Kechi Okwuchi (born October 29, 1989) is a Nigerian and American singer and motivational speaker. She was one of the two survivors in the Sosoliso Airlines Flight 1145 crash on December 10, 2005, and a finalist at the twelfth season of America's Got Talent in 2017.

==Sosoliso plane crash==
Okwuchi was one of the two survivors in the Sosoliso Airlines Flight 1145 crash on December 10, 2005, that claimed 107 lives, 59 of which were her school mates from Loyola Jesuit College. She received third degree burns over 65% of her body and was given a 30% chance of survival.

Okwuchi was air-lifted to Milpark Hospital in Johannesburg, South Africa for immediate medical attention and treatment, and later to Shriners Hospitals for Children in Galveston, Texas, United States where she has undergone over a hundred reconstructive surgeries.

==Life after plane crash==
In 2015, Okwuchi graduated from the University of Saint Thomas, in Houston, Texas, United States, with a First Class Degree.
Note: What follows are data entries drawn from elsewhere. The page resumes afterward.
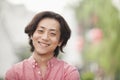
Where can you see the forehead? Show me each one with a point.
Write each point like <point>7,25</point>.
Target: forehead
<point>49,23</point>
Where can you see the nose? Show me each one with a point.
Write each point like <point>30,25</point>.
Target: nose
<point>45,36</point>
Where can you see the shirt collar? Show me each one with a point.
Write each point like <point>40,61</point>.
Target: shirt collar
<point>50,63</point>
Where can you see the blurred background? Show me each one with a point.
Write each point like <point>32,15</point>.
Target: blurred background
<point>94,47</point>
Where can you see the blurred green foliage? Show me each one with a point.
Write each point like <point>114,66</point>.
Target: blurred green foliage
<point>104,15</point>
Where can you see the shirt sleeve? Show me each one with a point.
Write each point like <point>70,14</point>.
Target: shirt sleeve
<point>10,75</point>
<point>72,74</point>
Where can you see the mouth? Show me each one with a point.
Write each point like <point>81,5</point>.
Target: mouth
<point>43,44</point>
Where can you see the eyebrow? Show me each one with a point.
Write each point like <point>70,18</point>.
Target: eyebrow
<point>52,29</point>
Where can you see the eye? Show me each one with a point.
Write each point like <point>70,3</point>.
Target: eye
<point>40,31</point>
<point>53,34</point>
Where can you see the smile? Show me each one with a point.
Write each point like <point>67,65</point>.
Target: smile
<point>43,44</point>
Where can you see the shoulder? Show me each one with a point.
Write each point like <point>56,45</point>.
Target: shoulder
<point>70,71</point>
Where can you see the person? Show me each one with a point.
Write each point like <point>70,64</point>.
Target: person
<point>48,33</point>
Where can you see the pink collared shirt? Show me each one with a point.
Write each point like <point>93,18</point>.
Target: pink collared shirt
<point>56,70</point>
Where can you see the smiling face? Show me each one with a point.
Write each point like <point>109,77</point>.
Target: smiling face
<point>46,37</point>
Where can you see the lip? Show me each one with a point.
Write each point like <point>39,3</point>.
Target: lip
<point>43,44</point>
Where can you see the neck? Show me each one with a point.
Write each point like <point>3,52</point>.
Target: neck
<point>42,58</point>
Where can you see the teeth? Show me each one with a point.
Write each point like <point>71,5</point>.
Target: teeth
<point>43,44</point>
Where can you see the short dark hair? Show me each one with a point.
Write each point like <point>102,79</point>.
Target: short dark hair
<point>64,29</point>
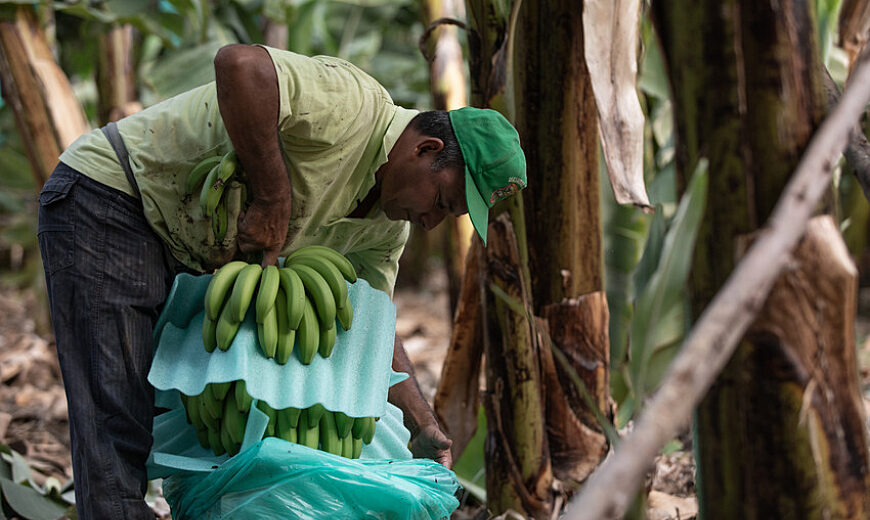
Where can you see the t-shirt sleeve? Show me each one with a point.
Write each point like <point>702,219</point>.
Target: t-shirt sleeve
<point>379,265</point>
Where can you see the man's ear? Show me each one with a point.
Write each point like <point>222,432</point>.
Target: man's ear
<point>429,145</point>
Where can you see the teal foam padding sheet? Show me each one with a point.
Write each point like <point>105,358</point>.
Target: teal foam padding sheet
<point>354,379</point>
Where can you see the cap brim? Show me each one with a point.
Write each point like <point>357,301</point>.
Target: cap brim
<point>478,211</point>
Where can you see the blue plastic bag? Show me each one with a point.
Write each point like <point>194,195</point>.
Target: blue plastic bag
<point>279,479</point>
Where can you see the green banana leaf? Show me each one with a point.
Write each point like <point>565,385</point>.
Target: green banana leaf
<point>659,306</point>
<point>22,496</point>
<point>470,468</point>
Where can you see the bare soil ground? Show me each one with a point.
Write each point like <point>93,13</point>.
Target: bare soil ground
<point>33,405</point>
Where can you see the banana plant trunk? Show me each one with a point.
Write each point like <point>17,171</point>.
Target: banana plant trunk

She was the student speaker at the Commencement Ceremony.

Okwuchi was a speaker at TedxEuston where she gave a talk titled Girls- know thyself.
Kechi later went on to take part in the twelfth season of America's Got Talent in 2017 as a singer, and finished the competition as a finalist. She later participated in America's Got Talent: The Champions in 2019, where Simon Cowell gave her the golden buzzer, sending her straight to the final, but in the final she didn't come in the top 5. She has performed at sporting events and other events throughout the United States, South Korea and Nigeria. Okwuchi was chosen to headline Utah's 8th Annual Women of Worth Utah in 2019.

Okwuchi was a participant in an National Institutes of Health and Department of Defense-funded study by the Institute for Exercise and Environmental Medicine and the University of Texas Southwestern Medical Center to develop a Burn Survivor Heat Risk Calculator, which helps burn survivors assess their heat risk during physical activity, offering recommendations based on location, activity level, and surface area of burns.